Era un hombre que mantenía guardia, no porque desconfiara de ella, sino porque el peligro nunca estaba lejos en lo salvaje. La mañana siguiente, la escarcha bordeó la hierba y su aliento se alzó en nubes mientras levantaron el campamento. El sendero subió más alto, serpenteando a través de bosquecillos de álamos, donde las hojas del último otoño aún se aferraban como retazos de oro.
Las piernas de Abigail dolían por apoyarse contra el carromato que se sacudía, pero mantuvo su silencio. Jet señaló una vez a una cresta distante. La cabaña está más allá de allí. Mientras el día avanzaba, su miedo comenzó a cambiar. El silencio de Jet ya no se sentía como indiferencia, sino como firmeza. Cuando la rueda golpeó un surco y el carromato se sacudió, su mano salió disparada para estabilizarla.
Luego se retiró de inmediato. Cuando el viento cortó agudo, sacó otra manta de atrás sin una palabra. Para cuando el sol se deslizó bajo pintando las montañas en fuego y sombra, Abigail sintió algo inesperado. No alegría, ni siquiera esperanza. Solo el más débil despertar de seguridad. El mundo detrás de ella la había expulsado con burlas.
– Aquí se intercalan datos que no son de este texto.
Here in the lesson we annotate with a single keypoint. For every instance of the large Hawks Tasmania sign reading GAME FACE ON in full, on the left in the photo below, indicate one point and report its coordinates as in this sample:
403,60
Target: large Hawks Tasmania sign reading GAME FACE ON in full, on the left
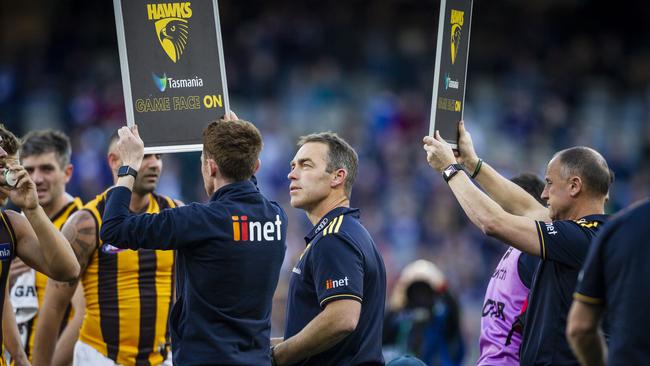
173,72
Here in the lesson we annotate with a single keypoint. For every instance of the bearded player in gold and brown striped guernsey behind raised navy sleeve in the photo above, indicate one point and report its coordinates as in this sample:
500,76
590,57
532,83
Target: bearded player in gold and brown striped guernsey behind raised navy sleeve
128,293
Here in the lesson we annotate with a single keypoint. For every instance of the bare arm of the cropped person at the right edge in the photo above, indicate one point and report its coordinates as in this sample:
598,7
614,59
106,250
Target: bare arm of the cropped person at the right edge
583,335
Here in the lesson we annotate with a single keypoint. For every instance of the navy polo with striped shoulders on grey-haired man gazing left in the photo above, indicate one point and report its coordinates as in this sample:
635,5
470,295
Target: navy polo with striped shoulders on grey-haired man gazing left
340,262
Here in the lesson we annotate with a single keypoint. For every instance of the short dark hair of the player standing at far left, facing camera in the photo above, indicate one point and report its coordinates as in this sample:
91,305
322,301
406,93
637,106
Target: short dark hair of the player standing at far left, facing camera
47,141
Pero adelante, en los lugares salvajes donde la ley y la crueldad tenían menos dominio, podría haber espacio para una chica como ella para respirar. El carromato crujió por la última subida empinada y de repente el valle se abrió ante ellos. Los pinos subieron por las laderas como ejércitos verdes, sus copas espolvoreadas con nieve tardía.

En el claro abajo se sentaba una cabaña construida de troncos cuadrados, su chimenea respirando un hilo delgado de humo hacia el cielo del crepúsculo. La respiración de Abigail se cortó. Había esperado algo crudo, quizás una choza inclinándose contra el viento. En cambio, la casa de Jed se veía sólida, arraigada en la tierra, como si siempre hubiera pertenecido allí.
Un pequeño granero se apoyaba contra la línea de árboles. Una cabra balaba desde un corral tosco y las gallinas rascaban en el suelo helado. Era humilde, pero vivo. Jet detuvo los caballos. “Hemos llegado”, dijo simplemente. Él llevó primero la harina y las herramientas. Luego le hizo señas para que lo siguiera.
Abigail dudó en el umbral, aferrando el abrigo de búfalo alrededor de ella. Adentro, la cabaña brillaba con la luz constante de un pequeño fuego. Una mesa marcada por el uso se sentaba bajo una ventana. Estantes alineados con frascos de frijoles secos y hierbas se apoyaban contra la pared.
Una escalera subía a un desván arriba. Olía a humo, cuero y virutas de cedro. Tomarás el desván”, dijo Jed. Su voz era baja, práctica. Más cálido ahí arriba, lejos de corrientes de aire. Ella asintió, aturdida de que hubiera pensado en su comodidad. Subiendo la escalera, encontró un colchón de paja metido bajo edredones. Presionó su palma contra él.
Por primera vez, un lugar propio la esperaba, más de lo que su padre jamás había ofrecido. Los días se asentaron en un ritmo. Al amanecer, Jet partía leña mientras ella esparcía grano para las gallinas. Aprendió a ordeñar la cabra, sus manos torpes temblando hasta que chorros constantes de leche silvaron en el cubo. Barrió la cabaña con una escoba de ramitas agrupadas, apiló astillas junto a la estufa y descubrió el pestillo obstinado del sótano de raíces.
Cada tarea, sin importar cuán pequeña, llevaba peso. No eran tareas para avergonzarla, sino pruebas de que pertenecía aquí. Jet rara vez hablaba, pero sus acciones silenciosas llenaron el silencio. Cuando sus manos se ampollaron por cargar agua, le mostró cómo agarrar el yugo apropiadamente. Cuando quemó pan en la estufa de hierro fundido, él, sin palabras lo raspó limpio y le entregó otra sartén.